Announcements
PBS Documentary Showing and Discussion with Tom Mayer
Thursday, September 24, 2009
7:00 PM ~ Olin Auditorium
"Michaelangelo Revealed"
Thomas F. Mayer was brought in as historical consultant to the PBS documentary "Michelangelo Revealed" because of his work on one of Michelangelo's most important spiritual advisors, Reginald Pole (1500-1558), cardinal of England, nearly successful candidate for pope in 1549 and last Catholic archbishop of Canterbury under Mary I. By coincidence, Mayer was a Fellow of the American Academy in Rome while the film was being made, giving him the opportunity to serve as consultant. As such, he advised the screenwriter, Vania Del Burgo, about whom to use as on-camera experts, suggested readings, and read the script which had already been largely written before he became involved. The documentary was focused on the work of the art restorer Antonio Forcellino, so there were limits to how much impact Mayer's advice could have. In addition to restoring Michelangelo's Julius II tomb in San Paolo in Vincoli in Rome, Forcellino wrote two books about the monument's meaning. Mayer did not accept most of Forcellino's argument about Michelangelo's context (few professionals in the area do) and could not get most of his reservations into the script, but he did find Forcellino's reading of Michelangelo's revision of the monument more interesting than most art historians do. Thus, like Michelangelo and Pole, Mayer had to master the art of ambiguity in order to have as much input as possible in circumstances where most of the decisions had already been made.
The the link to the PBS movie is
http://www.pbs.org/wnet/secrets/episode-home/michelangelo-revealed
Research Practices Survey
Reminder: Please encourage your first year students to take the Research Practices Survey in the next few weeks! The RPS was developed by Carleton College and other liberal arts colleges for the Higher Education Data Sharing (HEDS) consortium to measure research skills, and it will allow us to compare our results to those of similar institutions. First year students will get an email asking for their participation in the survey, which will be active until September 18th. It will be administered during the fall and spring of the first year and then again in the senior year.

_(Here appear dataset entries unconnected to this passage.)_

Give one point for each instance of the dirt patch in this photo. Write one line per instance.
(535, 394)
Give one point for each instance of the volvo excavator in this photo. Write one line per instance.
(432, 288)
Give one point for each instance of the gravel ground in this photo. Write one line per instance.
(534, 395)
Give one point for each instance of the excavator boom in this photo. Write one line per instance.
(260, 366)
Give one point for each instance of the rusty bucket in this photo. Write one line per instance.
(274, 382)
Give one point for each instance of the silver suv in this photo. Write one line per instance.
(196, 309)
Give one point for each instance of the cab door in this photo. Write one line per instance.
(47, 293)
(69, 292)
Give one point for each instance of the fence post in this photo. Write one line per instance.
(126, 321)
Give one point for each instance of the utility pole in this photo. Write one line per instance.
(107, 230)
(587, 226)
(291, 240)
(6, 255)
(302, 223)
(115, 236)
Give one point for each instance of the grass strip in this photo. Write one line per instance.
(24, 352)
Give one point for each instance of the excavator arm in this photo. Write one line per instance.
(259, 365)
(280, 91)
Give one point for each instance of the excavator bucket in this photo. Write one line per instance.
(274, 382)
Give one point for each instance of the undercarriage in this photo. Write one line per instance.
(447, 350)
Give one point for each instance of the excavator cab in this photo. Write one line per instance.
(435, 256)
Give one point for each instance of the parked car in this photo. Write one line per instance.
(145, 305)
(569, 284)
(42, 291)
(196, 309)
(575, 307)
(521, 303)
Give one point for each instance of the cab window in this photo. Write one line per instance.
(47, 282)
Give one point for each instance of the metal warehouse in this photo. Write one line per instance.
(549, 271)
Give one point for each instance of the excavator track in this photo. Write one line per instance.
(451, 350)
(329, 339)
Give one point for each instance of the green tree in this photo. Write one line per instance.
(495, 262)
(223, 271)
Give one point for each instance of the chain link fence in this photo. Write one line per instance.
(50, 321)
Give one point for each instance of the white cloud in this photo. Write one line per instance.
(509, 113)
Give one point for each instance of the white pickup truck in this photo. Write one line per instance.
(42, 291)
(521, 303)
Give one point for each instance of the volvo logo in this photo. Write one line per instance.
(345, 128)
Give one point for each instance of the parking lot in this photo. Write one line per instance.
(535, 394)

Students who complete the survey should print out the last "thank you" page, write their name on it and bring it to the library circulation desk on 2nd floor. A drawing will take place from those pages for two $50 dollar gift certificates to the college bookstore. All of this will be spelled out when students receive the survey.
For more information about the survey, feel free to contact Connie Ghinazzi in Tredway Library.

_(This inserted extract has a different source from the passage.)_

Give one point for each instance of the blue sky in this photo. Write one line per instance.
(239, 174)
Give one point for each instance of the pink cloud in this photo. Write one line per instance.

The Celebration of Faculty Scholarship and Teaching
October 12-16, 2009
Please submit your scholarship and teaching statements to Rita Griffin, Library Secretary, x7266, by Monday, September 28th
The library needs your scholarship published or performed from April 30, 2008 through August 30, 2009-including books, journal articles, grants, SoTL articles, music compositions, plays, photos of works of art, papers or presentations at conferences. If you wish, you are welcome to "catch up" by sending us anything you've done since 1-1-2002 (the starting date of our collection), but this year's celebration will focus on work published or performed 4-30-2008 through 8-30-2009. Scholarship published or performed after August 30, 2009, will be included in the next year's celebration.
We also need narratives about your teaching innovations. The topic for the Fall, 2009, celebration will be "Responding to Student Writing." Faculty are invited to submit narratives on approaches to this topic. (e.g., In what ways do you respond to student writing? How do you phrase critical remarks so as not to discourage? Do you use an effective grading rubric to respond to student writing? What is a timely response to student writing assignments?)
Please use our handy online forms at http://www.augustana.edu/library/Services/facultyachievement.html to submit your information. Work previously submitted to the library will be included-you need not send it again.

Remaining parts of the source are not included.